La forme, disait Victor Hugo, c'est le fond qui remonte à la surface. Dès lors on comprend mieux pourquoi Emmanuel Macron et le gouvernement s'attachent à organiser le plus méticuleusement, le plus clairement et le plus précisément possible le cadre du Grand débat qui s'ouvre aujourd'hui pour deux mois afin de trouver une sortie à la crise des Gilets jaunes. Car l'exécutif sait qu'après l'épreuve orale – les vœux du Président – et l'épreuve écrite – la lettre aux Français d'Emmanuel Macron publiée hier notamment dans La Dépêche – il n'y aura pas de session de rattrapage… Ainsi, après la défection surprise de Chantal Jouanno du pilotage du Grand débat, Emmanuel Macron et Edouard Philippe jouent cartes sur table.
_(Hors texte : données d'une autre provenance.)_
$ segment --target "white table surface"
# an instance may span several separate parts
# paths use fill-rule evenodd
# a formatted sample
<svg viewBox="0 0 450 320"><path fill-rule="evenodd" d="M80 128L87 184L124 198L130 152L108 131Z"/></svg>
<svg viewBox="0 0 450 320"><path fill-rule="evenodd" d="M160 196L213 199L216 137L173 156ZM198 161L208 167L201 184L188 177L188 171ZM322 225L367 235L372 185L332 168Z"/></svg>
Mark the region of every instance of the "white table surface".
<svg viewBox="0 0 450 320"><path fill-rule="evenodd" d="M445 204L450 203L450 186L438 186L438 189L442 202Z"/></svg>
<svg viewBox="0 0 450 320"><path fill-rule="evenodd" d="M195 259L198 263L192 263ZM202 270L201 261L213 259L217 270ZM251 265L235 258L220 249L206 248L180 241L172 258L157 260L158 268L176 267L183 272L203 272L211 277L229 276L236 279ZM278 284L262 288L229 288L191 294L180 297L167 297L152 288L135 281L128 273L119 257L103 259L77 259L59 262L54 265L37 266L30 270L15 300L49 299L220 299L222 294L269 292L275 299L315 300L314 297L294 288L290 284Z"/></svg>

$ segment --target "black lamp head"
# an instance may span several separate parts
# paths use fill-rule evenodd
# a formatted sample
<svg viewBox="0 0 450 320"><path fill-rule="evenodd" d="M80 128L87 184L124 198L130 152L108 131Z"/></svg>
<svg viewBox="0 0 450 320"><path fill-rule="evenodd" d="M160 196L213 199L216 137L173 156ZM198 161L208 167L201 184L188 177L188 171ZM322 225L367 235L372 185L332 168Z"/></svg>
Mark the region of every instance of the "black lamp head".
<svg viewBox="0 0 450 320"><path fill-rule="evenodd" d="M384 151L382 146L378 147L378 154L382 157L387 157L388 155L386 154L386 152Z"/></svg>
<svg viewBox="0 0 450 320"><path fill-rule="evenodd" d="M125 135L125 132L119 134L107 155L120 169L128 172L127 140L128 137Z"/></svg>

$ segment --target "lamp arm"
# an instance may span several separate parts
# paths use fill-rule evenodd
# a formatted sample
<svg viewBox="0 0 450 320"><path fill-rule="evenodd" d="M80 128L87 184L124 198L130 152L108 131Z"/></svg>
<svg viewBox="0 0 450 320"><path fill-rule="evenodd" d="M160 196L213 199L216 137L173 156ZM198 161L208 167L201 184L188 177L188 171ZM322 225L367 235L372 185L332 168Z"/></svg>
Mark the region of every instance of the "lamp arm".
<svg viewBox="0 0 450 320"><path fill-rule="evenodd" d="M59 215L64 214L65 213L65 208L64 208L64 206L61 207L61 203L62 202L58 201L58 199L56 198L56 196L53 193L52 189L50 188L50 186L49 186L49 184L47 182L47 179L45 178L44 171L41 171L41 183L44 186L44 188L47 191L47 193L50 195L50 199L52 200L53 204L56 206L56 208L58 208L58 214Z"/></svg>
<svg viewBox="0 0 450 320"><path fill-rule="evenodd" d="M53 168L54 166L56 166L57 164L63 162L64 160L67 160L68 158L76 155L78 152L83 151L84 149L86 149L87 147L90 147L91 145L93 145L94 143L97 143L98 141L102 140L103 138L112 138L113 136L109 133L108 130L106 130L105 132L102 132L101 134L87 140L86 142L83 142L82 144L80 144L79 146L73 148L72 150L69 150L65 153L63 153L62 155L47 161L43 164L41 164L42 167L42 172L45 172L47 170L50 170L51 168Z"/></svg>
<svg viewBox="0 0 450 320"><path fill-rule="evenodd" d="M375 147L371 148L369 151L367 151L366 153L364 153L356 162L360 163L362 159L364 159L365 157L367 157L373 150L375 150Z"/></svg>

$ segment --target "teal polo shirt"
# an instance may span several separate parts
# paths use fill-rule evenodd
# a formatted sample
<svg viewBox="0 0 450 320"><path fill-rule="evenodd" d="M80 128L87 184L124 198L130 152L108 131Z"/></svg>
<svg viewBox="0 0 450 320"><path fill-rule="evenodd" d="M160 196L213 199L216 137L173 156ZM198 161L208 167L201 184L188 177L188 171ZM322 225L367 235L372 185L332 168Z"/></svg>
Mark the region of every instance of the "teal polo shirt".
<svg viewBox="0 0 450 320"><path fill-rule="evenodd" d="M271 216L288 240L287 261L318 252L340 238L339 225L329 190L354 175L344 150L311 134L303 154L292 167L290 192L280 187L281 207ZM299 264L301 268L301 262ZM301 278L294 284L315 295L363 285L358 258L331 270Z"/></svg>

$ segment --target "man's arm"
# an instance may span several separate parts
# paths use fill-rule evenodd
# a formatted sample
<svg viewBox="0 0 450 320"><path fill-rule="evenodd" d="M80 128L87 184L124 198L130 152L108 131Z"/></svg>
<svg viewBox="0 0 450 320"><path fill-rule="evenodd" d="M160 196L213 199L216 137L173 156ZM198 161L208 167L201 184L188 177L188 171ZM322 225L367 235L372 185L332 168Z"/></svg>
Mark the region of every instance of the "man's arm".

Deux ministres – qui ont mouillé le maillot dans la crise des Gilets jaunes – vont copiloter le débat, un comité de sages sera garant de sa bonne tenue, des référents à l'impartialité indiscutable seront nommés dans chaque département. Un kit d'outils sera disponible pour l'organisation des débats locaux par les Français. Et les maires et les associations, si souvent toisés par Emmanuel Macron par le passé, vont pourvoir jouer un rôle capital. Autant d'éléments qui peuvent permettre de retrouver le chemin d'une discussion démocratique. Autant de jalons pour retisser du lien et débattre «en confiance» comme le souhaite Emmanuel Macron en conclusion de sa lettre.
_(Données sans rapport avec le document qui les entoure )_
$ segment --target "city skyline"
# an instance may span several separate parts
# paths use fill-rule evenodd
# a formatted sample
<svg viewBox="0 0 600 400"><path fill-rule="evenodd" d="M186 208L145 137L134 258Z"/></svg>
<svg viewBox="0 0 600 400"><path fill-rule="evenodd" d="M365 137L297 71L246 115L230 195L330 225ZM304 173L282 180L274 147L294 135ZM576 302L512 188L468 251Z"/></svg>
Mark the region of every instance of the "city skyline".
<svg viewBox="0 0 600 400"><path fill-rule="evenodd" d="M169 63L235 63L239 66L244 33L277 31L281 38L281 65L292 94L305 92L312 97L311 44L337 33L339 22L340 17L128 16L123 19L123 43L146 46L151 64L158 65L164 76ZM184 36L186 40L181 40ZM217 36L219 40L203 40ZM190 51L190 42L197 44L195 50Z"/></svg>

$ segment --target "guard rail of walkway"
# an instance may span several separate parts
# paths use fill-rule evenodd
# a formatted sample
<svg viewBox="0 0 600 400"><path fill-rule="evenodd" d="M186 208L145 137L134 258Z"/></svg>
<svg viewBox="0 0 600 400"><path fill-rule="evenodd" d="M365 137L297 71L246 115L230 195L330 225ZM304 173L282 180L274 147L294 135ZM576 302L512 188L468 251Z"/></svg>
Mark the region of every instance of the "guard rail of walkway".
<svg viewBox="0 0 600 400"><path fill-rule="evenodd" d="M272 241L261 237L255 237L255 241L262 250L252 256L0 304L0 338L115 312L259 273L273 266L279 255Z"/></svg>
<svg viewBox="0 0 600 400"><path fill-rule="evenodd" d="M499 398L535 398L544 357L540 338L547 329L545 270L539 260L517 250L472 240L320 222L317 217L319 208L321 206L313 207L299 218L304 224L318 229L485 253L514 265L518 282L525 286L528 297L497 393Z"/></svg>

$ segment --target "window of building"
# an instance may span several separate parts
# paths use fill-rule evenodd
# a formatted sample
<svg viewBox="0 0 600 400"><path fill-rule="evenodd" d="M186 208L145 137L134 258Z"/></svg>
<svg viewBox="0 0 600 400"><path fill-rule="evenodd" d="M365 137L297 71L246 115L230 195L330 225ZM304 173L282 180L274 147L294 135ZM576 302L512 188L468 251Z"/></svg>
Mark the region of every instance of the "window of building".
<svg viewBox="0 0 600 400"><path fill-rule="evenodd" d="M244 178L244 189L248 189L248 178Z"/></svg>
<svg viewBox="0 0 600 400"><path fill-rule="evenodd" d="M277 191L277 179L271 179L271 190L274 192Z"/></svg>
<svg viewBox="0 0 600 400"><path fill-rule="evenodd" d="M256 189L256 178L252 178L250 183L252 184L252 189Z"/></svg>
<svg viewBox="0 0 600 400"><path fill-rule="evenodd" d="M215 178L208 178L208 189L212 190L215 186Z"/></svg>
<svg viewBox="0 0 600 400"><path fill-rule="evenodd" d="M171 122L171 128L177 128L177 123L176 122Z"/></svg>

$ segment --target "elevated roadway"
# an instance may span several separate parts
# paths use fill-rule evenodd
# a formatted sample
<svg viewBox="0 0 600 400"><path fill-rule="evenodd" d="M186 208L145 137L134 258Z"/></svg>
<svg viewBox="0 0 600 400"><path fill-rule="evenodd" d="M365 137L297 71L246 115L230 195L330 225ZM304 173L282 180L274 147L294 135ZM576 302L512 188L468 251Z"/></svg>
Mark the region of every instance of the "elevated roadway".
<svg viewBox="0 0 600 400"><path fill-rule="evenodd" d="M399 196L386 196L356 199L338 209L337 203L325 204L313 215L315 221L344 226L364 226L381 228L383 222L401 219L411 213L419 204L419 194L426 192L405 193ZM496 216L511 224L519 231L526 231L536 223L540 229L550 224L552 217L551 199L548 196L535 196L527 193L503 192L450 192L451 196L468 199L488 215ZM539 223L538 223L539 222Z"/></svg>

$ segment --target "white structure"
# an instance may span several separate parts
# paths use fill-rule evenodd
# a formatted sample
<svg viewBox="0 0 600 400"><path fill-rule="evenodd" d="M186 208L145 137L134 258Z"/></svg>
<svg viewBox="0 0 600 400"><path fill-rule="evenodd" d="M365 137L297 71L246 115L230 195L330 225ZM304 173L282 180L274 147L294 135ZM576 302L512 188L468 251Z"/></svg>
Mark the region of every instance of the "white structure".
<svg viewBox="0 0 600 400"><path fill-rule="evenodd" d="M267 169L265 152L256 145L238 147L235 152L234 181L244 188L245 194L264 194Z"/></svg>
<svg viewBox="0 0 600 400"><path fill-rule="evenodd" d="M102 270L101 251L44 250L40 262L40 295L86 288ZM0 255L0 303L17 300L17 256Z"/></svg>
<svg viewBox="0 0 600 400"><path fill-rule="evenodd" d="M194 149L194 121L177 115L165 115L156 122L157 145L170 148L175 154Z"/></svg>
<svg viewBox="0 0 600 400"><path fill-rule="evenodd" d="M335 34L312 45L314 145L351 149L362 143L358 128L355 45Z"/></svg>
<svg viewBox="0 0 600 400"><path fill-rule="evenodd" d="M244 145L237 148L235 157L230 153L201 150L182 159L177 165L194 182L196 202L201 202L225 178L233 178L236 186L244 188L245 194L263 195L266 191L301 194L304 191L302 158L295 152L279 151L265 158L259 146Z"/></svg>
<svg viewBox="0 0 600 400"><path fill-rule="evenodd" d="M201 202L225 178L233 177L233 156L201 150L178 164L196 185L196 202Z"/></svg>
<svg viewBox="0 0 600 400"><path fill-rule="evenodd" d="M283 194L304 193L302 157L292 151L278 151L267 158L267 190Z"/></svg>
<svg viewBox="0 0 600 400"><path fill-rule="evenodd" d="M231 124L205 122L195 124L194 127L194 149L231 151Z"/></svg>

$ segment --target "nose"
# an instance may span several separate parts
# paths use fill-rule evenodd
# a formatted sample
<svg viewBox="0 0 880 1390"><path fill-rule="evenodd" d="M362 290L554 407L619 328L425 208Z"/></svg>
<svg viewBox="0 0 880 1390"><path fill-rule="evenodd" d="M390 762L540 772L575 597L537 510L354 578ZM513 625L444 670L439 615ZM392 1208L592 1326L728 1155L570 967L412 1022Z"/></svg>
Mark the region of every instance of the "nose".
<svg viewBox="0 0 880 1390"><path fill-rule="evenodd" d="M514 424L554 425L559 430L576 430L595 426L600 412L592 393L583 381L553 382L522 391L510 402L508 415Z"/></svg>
Mais au-delà de la forme de ce débat, il y a bien sûr le fond. Emmanuel Macron a décidé de tout mettre sur la table, de ne rejeter aucun thème, y compris celui – explosif – de l'immigration, de n'interdire aucune question – lui-même en pose 35 aux Français. C'est une première dans la Ve République qu'un Président en exercice remette ainsi en jeu les sujets qui ont – théoriquement – été soldés par le suffrage électoral de 2017. Et cette démarche inédite de démocratie participative de grande ampleur ne peut qu'être saluée, quand bien même certains n'y voient qu'un exercice de communication, du bavardage, de l'enfumage. Pour autant, en expliquant « Je n'ai pas oublié que j'ai été élu sur un projet, sur de grandes orientations auxquelles je demeure fidèle », Emmanuel Macron fixe les limites qui concernent justement la pierre angulaire de la crise : sa politique fiscale, marquée par la suppression de l'ISF. Il oublie cependant qu'un grand nombre a voté pour lui, non pour son programme, mais par défaut.
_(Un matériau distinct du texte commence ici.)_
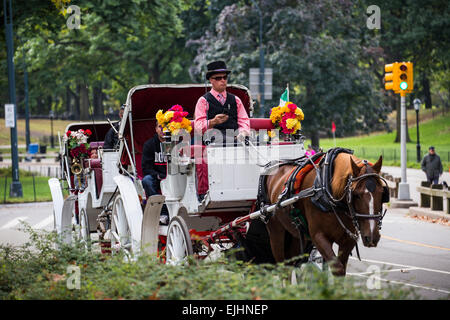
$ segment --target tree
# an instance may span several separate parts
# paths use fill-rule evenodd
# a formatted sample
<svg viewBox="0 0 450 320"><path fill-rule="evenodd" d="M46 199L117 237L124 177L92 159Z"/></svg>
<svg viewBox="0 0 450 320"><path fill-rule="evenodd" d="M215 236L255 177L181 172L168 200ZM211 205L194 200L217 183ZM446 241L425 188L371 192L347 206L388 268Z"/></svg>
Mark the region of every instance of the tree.
<svg viewBox="0 0 450 320"><path fill-rule="evenodd" d="M333 120L346 134L368 132L386 118L379 85L365 63L377 54L377 38L365 34L365 16L351 2L263 1L266 66L274 69L274 100L286 83L290 99L305 112L304 131L319 146L319 131ZM194 62L197 70L213 59L230 64L233 80L248 84L258 66L257 14L250 5L225 7L215 33L207 33ZM268 115L268 114L266 114Z"/></svg>

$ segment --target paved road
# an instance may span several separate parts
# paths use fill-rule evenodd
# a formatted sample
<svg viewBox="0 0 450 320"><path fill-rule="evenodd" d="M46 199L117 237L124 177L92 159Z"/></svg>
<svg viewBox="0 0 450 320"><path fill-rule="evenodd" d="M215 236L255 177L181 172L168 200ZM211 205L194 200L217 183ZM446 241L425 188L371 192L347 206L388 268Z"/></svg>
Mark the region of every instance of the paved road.
<svg viewBox="0 0 450 320"><path fill-rule="evenodd" d="M401 168L400 167L384 167L381 171L389 173L394 177L401 177ZM406 170L406 182L409 184L409 193L411 195L411 199L415 202L419 203L420 194L417 192L416 187L420 186L421 181L426 181L426 175L422 170L419 169L407 169ZM446 181L448 185L450 185L450 173L444 172L442 176L439 178L439 182Z"/></svg>
<svg viewBox="0 0 450 320"><path fill-rule="evenodd" d="M380 285L413 288L425 299L450 298L450 227L415 220L406 209L390 209L383 221L377 248L365 248L359 240L362 261L350 258L349 276L365 284L370 270L379 267ZM34 228L51 230L52 204L0 206L0 243L19 245L27 235L17 228L24 220Z"/></svg>
<svg viewBox="0 0 450 320"><path fill-rule="evenodd" d="M21 245L28 236L20 228L22 221L34 229L53 229L53 205L51 202L0 205L0 243Z"/></svg>
<svg viewBox="0 0 450 320"><path fill-rule="evenodd" d="M410 218L407 212L388 210L378 246L366 248L359 240L362 261L353 250L348 272L367 281L371 268L379 267L382 285L389 280L425 299L450 299L450 227Z"/></svg>

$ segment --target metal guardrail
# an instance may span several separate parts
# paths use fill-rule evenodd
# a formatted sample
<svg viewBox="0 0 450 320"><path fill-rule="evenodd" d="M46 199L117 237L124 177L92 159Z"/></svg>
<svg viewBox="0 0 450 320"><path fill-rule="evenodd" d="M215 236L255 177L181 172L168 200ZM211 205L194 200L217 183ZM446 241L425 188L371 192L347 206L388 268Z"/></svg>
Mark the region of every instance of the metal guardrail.
<svg viewBox="0 0 450 320"><path fill-rule="evenodd" d="M401 178L393 177L392 175L385 172L381 172L381 176L386 180L390 197L398 198L398 184L400 183Z"/></svg>
<svg viewBox="0 0 450 320"><path fill-rule="evenodd" d="M420 206L431 208L433 211L444 211L444 199L447 204L446 213L450 214L450 190L445 189L442 184L433 184L422 181L416 190L420 193Z"/></svg>

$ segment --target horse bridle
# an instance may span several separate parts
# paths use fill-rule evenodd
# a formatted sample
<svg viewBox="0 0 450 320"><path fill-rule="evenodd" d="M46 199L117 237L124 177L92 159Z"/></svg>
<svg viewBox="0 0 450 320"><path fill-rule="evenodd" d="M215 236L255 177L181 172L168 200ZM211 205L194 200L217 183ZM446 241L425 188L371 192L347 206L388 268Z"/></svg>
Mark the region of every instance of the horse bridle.
<svg viewBox="0 0 450 320"><path fill-rule="evenodd" d="M358 236L359 236L359 231L360 231L358 218L362 218L362 219L377 219L378 220L377 221L378 222L378 229L380 230L381 229L382 220L383 220L384 216L386 215L386 210L384 210L384 213L382 213L383 207L381 207L381 210L378 213L376 213L376 214L360 213L360 212L357 212L355 210L355 208L353 207L353 203L352 203L352 201L353 201L353 191L354 191L354 190L352 190L353 183L356 182L356 185L357 185L360 181L362 181L364 179L367 179L367 178L370 178L370 177L379 178L380 180L382 180L387 185L386 180L382 176L377 174L377 173L365 173L365 174L362 174L362 175L360 175L358 177L355 177L355 178L352 175L350 175L348 177L347 184L345 186L343 196L340 199L338 199L338 200L333 199L335 202L341 202L345 198L345 200L346 200L345 202L346 202L346 205L347 205L347 207L349 209L349 213L350 213L350 216L348 216L348 215L347 216L352 220L352 223L353 223L353 225L355 227L356 233L353 233L350 230L348 230L348 228L342 223L341 219L337 215L336 210L334 210L334 208L333 208L333 211L334 211L334 214L336 215L336 218L337 218L338 222L342 226L342 228L344 228L345 232L351 238L353 238L355 241L357 241ZM385 188L385 187L383 187L383 188ZM356 189L356 186L355 186L355 189ZM385 192L385 190L383 190L383 192Z"/></svg>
Nul ne sait pour l'heure ce qu'il adviendra de ce Grand débat dans deux mois, et, surtout, ce que le gouvernement en retiendra réellement. En ouvrant la discussion sur des thématiques aussi vastes, Emmanuel Macron prend le risque de ne pouvoir satisfaire toutes les exigences et de créer ainsi des frustrations. Le Président fait là un pari sur la suite de son quinquennat, un pari aussi sur la capacité des Français à passer de la colère aux propositions, et, un jour, de la défiance à la confiance...
(Editorial publié dans La Dépêche du Midi du mardi 15 janvier 2019)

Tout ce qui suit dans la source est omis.